Wer kennt die Intershop AG nicht… Gemeint ist die Softwarebude aus Jena.

Seit den Zeiten des neuen Marktes wird hier versucht ein Geschäft aufzubauen und eigentlich ist das Subjekt wunderbar: E-Commerce boomt. E-Commerce boomt seit 15 Jahren. E-Commerce schneidet üblicherweise diverse Mittelsmänner (Ladengeschäfte, Vertriebspartner) aus der Handelskette und ermöglicht so einen höheren Profit bei geringeren Kosten.

Doch bis heute konnte Intershop nicht nachhaltig wirtschaften, war die allermeiste Zeit tief in den roten Zahlen. Ein Grund ist der falsche Ansatz gewesen: Es wurde zu früh und zu groß gebaut. Es waren eben die späten 1990er und alle wollten DER player am Markt werden. Also musste man zumindest… Weltmarktführer werden.

Es kam viel Geld durch den Börsengang, es wurde ein Hochhaus gebaut und die Burn-rate, also der Verlust, stieg immer weiter an an: Das Geld wurde knapper und knapper.

Es gab diverse Aktionen um die Gesellschaft zu retten und eine mehrfach drohende Insolvenz abzuwenden. In den 2000er Jahren wurde deshalb massiv Personal abgebaut und versucht, von den Fixkosten eines Weltmarktführers herunterzukommen — man war ja schliesslich auch nie einer…

Meines Wissens wurden auch sehr viele Entwicklungsausgaben gekürzt, die Entwicklung größtenteils nach Bulgarien verlegt. Man wollte sich gesundschrumpfen in einem Markt der grade kollabiert ward. Soweit so gut.

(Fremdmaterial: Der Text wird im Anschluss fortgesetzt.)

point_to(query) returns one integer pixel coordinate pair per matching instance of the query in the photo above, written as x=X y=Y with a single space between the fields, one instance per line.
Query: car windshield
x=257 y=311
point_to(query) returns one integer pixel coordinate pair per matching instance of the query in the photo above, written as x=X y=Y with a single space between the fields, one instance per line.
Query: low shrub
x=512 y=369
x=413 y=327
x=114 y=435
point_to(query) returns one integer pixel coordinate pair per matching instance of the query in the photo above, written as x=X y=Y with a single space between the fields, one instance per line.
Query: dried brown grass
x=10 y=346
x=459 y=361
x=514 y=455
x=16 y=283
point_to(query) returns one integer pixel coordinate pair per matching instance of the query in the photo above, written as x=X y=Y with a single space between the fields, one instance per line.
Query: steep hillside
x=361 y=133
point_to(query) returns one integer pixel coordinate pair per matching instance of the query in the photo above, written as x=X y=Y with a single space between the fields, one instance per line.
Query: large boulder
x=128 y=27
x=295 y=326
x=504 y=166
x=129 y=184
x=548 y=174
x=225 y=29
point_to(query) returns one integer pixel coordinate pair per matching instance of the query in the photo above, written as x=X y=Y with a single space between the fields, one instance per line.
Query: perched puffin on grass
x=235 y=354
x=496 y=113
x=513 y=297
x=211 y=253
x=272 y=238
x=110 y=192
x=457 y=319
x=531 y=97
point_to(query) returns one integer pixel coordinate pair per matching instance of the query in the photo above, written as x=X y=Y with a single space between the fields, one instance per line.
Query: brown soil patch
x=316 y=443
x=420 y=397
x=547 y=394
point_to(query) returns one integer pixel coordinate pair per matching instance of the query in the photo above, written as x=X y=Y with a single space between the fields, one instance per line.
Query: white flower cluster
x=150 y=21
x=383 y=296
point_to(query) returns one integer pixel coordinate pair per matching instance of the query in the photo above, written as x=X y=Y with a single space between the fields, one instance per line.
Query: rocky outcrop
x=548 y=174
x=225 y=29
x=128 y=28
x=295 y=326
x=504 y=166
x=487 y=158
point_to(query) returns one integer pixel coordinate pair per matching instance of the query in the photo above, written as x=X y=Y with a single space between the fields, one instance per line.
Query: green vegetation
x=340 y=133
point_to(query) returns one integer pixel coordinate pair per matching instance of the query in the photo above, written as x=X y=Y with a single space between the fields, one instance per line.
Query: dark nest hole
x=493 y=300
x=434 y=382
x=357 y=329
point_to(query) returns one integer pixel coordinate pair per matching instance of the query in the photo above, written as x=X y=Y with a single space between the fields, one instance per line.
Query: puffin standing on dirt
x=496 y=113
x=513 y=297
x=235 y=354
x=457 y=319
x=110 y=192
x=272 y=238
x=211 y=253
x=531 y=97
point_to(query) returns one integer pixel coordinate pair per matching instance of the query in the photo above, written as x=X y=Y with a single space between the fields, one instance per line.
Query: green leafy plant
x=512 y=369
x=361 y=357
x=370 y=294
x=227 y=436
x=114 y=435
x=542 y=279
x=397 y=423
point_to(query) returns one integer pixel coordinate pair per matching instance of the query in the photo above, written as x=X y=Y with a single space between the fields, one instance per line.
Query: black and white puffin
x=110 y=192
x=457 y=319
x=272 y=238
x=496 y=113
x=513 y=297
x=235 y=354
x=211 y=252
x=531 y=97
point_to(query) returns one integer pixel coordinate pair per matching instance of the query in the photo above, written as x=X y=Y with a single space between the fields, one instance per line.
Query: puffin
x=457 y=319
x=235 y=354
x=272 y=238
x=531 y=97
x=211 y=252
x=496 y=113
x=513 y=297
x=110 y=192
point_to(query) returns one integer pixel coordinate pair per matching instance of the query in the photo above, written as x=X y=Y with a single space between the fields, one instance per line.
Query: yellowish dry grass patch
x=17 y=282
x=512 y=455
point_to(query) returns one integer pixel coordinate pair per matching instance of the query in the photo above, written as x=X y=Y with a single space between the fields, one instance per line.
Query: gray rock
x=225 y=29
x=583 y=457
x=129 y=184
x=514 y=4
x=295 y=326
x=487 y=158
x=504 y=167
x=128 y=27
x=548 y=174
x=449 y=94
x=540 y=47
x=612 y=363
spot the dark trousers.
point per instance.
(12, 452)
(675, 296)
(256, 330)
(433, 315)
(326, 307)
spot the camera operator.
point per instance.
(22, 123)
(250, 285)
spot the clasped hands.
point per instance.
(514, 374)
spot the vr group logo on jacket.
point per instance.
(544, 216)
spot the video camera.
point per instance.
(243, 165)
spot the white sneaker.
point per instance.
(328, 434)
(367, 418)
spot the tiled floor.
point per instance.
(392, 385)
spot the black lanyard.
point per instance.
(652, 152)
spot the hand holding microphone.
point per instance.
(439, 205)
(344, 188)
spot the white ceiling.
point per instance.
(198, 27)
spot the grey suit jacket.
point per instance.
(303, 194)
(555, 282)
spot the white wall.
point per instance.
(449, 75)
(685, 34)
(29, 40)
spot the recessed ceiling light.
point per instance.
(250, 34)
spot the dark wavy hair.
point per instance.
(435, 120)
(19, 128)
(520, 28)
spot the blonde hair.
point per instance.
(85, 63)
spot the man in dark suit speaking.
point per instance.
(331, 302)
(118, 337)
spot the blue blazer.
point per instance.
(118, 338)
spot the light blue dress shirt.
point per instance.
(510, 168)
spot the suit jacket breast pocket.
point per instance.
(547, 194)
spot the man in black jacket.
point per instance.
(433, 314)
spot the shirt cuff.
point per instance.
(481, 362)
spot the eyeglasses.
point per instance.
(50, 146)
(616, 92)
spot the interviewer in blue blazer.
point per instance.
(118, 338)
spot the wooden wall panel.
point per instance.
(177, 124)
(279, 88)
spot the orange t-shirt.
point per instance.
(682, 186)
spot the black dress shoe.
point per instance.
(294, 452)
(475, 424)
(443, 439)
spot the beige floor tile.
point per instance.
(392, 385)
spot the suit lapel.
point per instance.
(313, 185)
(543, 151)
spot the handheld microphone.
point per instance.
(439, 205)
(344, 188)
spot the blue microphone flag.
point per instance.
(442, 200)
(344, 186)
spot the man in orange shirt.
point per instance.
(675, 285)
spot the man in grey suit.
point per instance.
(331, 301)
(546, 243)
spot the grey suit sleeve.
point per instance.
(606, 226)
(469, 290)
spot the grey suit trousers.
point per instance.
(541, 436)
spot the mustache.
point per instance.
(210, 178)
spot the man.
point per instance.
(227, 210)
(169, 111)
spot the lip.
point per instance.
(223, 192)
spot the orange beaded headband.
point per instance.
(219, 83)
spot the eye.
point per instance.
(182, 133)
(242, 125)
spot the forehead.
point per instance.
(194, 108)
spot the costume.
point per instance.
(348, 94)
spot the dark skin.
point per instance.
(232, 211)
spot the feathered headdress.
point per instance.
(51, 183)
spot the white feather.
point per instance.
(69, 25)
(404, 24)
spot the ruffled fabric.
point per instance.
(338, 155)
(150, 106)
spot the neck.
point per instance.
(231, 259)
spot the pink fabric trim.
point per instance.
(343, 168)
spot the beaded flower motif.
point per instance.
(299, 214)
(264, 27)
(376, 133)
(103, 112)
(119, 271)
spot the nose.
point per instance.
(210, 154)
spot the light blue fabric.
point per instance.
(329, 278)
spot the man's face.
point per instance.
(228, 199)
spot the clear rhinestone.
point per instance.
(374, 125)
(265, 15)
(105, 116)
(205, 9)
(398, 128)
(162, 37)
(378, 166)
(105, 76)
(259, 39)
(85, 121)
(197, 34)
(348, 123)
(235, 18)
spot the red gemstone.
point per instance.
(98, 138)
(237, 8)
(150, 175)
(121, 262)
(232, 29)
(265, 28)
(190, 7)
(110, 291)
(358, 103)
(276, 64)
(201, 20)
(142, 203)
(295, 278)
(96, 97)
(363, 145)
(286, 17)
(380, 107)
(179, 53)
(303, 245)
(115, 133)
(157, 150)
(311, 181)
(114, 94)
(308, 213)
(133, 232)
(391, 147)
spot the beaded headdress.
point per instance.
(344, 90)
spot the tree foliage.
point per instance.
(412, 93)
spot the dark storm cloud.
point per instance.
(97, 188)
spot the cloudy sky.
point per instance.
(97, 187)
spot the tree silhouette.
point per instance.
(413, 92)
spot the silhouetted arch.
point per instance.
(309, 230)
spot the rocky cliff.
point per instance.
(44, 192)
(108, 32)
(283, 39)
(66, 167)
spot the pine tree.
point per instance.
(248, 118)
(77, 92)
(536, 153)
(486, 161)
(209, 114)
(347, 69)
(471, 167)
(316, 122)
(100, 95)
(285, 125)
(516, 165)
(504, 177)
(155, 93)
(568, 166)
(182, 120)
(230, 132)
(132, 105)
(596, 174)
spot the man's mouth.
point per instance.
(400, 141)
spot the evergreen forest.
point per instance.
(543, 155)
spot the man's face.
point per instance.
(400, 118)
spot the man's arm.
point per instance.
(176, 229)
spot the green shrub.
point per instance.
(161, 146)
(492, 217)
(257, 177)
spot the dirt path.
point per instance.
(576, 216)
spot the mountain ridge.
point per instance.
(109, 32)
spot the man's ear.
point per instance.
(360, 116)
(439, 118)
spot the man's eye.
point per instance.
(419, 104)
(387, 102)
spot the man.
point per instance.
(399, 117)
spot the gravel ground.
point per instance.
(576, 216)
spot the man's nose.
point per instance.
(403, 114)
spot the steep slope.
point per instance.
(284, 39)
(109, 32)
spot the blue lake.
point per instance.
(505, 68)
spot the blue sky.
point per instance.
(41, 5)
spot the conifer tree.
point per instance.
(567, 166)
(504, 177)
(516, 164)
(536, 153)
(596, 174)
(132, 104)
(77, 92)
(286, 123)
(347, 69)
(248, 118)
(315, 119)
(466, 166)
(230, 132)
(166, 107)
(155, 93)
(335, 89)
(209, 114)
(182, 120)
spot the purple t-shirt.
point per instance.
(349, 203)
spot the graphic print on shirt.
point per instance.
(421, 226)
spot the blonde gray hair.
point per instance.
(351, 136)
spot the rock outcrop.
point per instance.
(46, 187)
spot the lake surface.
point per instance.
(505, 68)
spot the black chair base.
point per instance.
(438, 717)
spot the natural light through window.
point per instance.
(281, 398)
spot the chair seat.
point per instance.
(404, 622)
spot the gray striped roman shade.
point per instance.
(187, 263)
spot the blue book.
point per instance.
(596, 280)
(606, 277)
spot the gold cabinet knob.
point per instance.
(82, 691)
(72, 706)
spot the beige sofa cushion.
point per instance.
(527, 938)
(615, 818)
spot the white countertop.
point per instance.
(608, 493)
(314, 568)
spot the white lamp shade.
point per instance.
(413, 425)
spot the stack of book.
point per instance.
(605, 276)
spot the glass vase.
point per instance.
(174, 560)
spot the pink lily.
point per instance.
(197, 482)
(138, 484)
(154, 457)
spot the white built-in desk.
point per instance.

Als dann aber so ab 2005 die zweite, viel nachhaltigere E-Commerce-Welle rollte, war Intershop schon nicht mehr kompetitiv, zehrte von der Vergangenheit: Großkunden wie Quelle, Otto und die Telekeom, die sich über Jahre an Intershop gebunden hatten. Doch auch diese Versandhäuser/Konzerne haben den E-Commerce lange nicht begriffen, Quelle ist sicher auch deswegen untergegangen.

Heute, 2013, hat Intershop fast keine nennenswerten Großkunden mehr: Die auf der Website genannten Kundenreferenzen sind Augenwischerei: Der Miele Ersatzteilshop für Australien läuft zwar auf Intershop, stellt aber keine Relevanz dar.

Währenddessen hat sich der Markt weiterentwickelt und man kann diese grob in zwei Typen unterscheiden:

Typ 1 ist ein Versandhändler. Amazon, Otto, Zalando. Unternehmenszweck ist der Vertrieb von Gütern über das Internet im großen Stile

Typ 2 sind Online-Shops für Unternehmen, die selbst Waren herstellen oder die E-Commerce nur als einen kleinen Teil ihres Geschäfts verstehen.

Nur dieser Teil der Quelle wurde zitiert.